As companies expand into new markets and increase their portfolio of assets, goods and services, they become increasingly complex. Eventually this complexity can impede growth. When companies are in expansion mode, they often place higher value on planting a flag in a market and getting a new customer. Later, they place higher value on synergies and standardisation.

This can lead to “boom splat” approaches to change – which exhaust and demotivate all involved. Growth leaders replace this with an obsession with finding ways to scale – and of constantly driving for synergies and standardisation from the bottom up – not top down.

port2280Many new CEOs come in and define a new strategic direction for their company. Few take the opportunity to leverage this experience to build commitment and to develop the next level of leaders. When Chong Meng took over as Group CEO, he chose not to drive his own agenda but to build a shared agenda for growth. He did this in a way that helped his less senior leaders think and act strategically.

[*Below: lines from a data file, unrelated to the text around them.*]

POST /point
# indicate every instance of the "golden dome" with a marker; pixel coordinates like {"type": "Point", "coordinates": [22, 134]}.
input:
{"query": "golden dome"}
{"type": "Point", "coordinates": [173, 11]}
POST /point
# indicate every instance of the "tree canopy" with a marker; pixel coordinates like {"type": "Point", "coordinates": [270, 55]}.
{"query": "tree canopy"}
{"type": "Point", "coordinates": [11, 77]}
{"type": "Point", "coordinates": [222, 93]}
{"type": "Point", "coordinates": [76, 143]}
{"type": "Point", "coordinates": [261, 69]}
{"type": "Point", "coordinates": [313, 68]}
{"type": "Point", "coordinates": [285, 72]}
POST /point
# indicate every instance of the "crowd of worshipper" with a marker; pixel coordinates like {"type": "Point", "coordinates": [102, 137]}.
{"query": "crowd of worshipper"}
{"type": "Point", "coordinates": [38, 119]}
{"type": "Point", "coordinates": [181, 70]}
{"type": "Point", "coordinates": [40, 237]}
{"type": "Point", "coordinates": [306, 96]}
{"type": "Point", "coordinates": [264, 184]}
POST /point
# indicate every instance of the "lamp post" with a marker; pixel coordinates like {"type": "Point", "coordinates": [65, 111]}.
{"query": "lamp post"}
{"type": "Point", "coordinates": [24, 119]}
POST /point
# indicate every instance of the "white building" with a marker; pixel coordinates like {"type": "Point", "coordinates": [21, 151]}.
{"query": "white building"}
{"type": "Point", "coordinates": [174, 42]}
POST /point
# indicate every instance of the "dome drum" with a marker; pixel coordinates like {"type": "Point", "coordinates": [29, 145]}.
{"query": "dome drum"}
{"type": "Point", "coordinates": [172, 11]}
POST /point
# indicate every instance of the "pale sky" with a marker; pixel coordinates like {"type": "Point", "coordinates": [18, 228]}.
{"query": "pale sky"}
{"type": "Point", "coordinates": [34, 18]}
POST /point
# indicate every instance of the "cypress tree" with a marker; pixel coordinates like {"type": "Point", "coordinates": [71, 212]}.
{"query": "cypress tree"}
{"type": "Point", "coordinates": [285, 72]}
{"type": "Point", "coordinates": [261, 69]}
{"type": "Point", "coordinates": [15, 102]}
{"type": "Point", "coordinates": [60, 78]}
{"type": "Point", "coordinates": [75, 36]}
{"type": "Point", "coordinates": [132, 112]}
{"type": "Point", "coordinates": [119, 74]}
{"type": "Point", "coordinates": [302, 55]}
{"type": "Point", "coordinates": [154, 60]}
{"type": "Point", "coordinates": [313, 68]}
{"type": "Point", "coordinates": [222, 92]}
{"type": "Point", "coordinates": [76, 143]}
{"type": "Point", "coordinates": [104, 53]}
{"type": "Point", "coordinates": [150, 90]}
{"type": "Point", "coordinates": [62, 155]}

This highlights an important quality of a growth leader – the capacity to deliver a growth strategy in the short-term, whilst building longer term strategic capabilities in his leadership team.

Over time, global companies codify a great deal of expertise in the form of standards and processes. This can be a great enabler of growth. At the same time, it can reduce the organisation’s capacity to change. These days we hear a lot about organisational agility in the context of responding to competitive pressures or marketplace change.

Growth requires ongoing adaptation and the resilience to cope with the stress and challenge this brings. Like Chong Meng, growth leaders can nurture organisational agility by balancing the entry of external hires with new perspectives and skill sets with the development of internal talent with deep expertise in the industry and company. Most importantly, they need to find ways to get them all to collaborate to solve real problems of growth.

In our interview, I expected Chong Meng to talk about how Asian companies compare to their Western counterparts. Instead, he shared special insights into the rich context within which companies can grow and some important lessons for growth leaders keen to grow themselves for the future of their company.